Step-by-Step Coding Guide for Item Set: K0520B3. Nutritional Approaches: Feeding Tube - While a Resident

  1. Review of Medical Records

    • Start by thoroughly reviewing the resident's medical records to identify any documentation of feeding tube usage for nutrition during their stay, excluding the admission phase. Look for physician's orders, nutritional assessments, nursing care plans, and notes from dietitians or speech-language pathologists that detail the implementation and management of feeding tube nutrition.
  2. Understanding Definitions

    • Feeding Tube: A medical device used to provide nutrition directly to the stomach or intestine when oral intake is not adequate or possible. This includes nasogastric tubes, gastrostomy tubes (including PEG tubes), and jejunostomy tubes.
    • While a Resident: This category applies to residents who are currently using a feeding tube for nutrition or have used a feeding tube at any point during their stay in the facility, except during the initial admission phase.
  3. Coding Instructions

    • Code 0: No - If the resident has never used a feeding tube for nutrition while at the facility, or if the use was only during the admission phase.
    • Code 1: Yes - If the resident is currently using a feeding tube for nutrition or has used one at any point during their stay in the facility, after the admission phase.
    • Base your coding on documented evidence of feeding tube usage for nutritional purposes during the resident's stay.
  4. Coding Tips

    • Confirm the type of feeding tube used and the specific nutritional formula or regimen provided through the tube, as this information may be relevant for accurate coding and care planning.
    • Collaborate with the interdisciplinary team to gather comprehensive information on the initiation, maintenance, and any discontinuation of feeding tube nutrition.
  5. Documentation

    • Accurately document the coding decision in the MDS. In the resident's medical record, include detailed notes on the feeding tube usage, such as the type of tube, start and end dates (if applicable), nutritional formula provided, and any related clinical observations or adjustments to the regimen.
    • Ensure that the care plan reflects the current status of feeding tube nutrition, including goals, monitoring strategies, and any interventions aimed at transitioning the resident to oral feeding if appropriate.
  6. Common Errors to Avoid

    • Coding a resident as using a feeding tube "While a Resident" without verifying that its use extends beyond the admission phase or is current at the time of the MDS assessment.
    • Failing to update the resident's medical records and the MDS if the feeding tube is discontinued or if there are significant changes to the nutritional approach.
  7. Practical Application

    • Example: Mr. Allen has been a resident for six months following a severe stroke. Due to dysphagia, he was started on a PEG tube feeding regimen one month after his admission. His care team closely monitors his nutritional status, adjusts his feeding formula as needed, and regularly evaluates his potential for oral feeding rehabilitation. For K0520B3, Mr. Allen is coded as "1" for Yes, indicating that he has been using a feeding tube for nutrition while a resident, beyond the initial admission phase. His care plan includes detailed information on his feeding regimen, ongoing assessments of his swallowing ability, and targeted interventions to support his nutritional health and potential recovery of oral feeding.

 

 

 

The Step-by-Step Coding Guide for item K0520B3 in MDS 3.0 Section K is based on the Long-Term Care Facility Resident Assessment Instrument 3.0 User’s Manual, Version 1.18.11, dated October 2023. Healthcare guidelines, policies, and regulations can undergo frequent updates.
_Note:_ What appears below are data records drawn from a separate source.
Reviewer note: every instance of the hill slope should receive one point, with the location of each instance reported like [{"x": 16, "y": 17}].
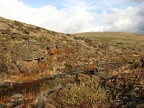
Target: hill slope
[{"x": 30, "y": 54}]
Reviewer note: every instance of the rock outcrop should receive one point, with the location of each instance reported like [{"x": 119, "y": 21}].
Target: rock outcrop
[{"x": 33, "y": 58}]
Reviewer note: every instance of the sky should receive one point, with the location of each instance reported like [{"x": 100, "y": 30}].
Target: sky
[{"x": 73, "y": 16}]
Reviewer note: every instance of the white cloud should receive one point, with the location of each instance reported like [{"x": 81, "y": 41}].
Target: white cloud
[{"x": 76, "y": 16}]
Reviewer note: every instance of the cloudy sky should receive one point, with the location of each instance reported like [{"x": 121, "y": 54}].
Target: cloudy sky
[{"x": 71, "y": 16}]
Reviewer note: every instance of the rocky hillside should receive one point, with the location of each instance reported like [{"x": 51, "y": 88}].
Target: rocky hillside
[{"x": 34, "y": 60}]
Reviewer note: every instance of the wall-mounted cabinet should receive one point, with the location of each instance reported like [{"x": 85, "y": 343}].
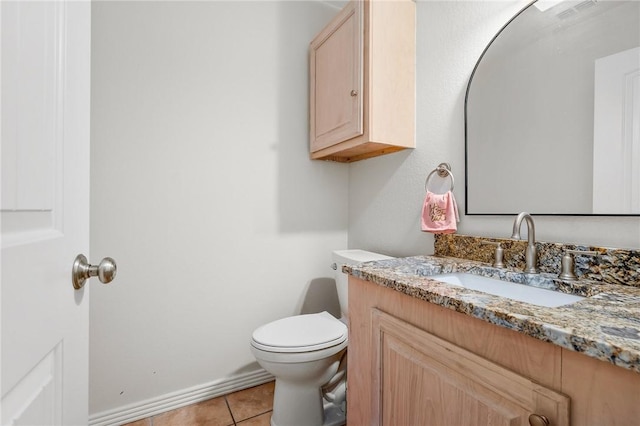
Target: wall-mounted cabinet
[{"x": 362, "y": 82}]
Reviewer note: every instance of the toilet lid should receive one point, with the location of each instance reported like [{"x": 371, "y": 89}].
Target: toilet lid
[{"x": 301, "y": 333}]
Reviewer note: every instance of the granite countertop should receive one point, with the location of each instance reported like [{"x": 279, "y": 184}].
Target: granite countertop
[{"x": 605, "y": 325}]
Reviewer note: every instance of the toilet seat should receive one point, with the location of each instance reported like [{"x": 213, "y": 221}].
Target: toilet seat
[{"x": 300, "y": 333}]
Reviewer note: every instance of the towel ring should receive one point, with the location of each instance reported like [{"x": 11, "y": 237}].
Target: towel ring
[{"x": 443, "y": 170}]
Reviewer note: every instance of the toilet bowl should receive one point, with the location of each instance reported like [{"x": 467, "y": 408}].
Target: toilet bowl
[{"x": 304, "y": 353}]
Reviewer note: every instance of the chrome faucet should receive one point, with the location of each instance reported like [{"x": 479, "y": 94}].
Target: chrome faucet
[{"x": 531, "y": 253}]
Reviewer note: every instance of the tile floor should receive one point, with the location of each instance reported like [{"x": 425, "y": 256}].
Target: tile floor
[{"x": 248, "y": 407}]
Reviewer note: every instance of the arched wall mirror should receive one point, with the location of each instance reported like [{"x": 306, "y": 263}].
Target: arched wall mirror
[{"x": 552, "y": 113}]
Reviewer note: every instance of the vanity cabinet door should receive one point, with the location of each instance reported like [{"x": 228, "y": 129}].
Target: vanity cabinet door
[{"x": 420, "y": 379}]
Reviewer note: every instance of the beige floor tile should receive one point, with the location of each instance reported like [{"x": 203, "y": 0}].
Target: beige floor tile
[
  {"x": 143, "y": 422},
  {"x": 213, "y": 412},
  {"x": 251, "y": 402},
  {"x": 261, "y": 420}
]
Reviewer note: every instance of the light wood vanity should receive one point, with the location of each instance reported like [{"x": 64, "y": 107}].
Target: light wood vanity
[{"x": 412, "y": 362}]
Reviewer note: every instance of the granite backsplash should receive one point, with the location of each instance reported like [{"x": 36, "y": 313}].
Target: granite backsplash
[{"x": 612, "y": 266}]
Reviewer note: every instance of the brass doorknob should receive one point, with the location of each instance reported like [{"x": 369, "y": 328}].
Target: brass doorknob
[
  {"x": 82, "y": 270},
  {"x": 538, "y": 420}
]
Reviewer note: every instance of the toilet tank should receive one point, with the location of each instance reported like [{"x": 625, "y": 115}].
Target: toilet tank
[{"x": 349, "y": 257}]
Therefore, healthcare professionals must ensure they are referencing the most current version of the MDS 3.0 manual. This guide aims to assist with understanding and applying the coding procedures as outlined in the referenced manual version. However, in cases where there are updates or changes to the manual after the mentioned date, users should refer to the latest version of the manual for the most accurate and up-to-date information. The guide should not substitute for professional judgment and the consultation of the latest regulatory guidelines in the healthcare field.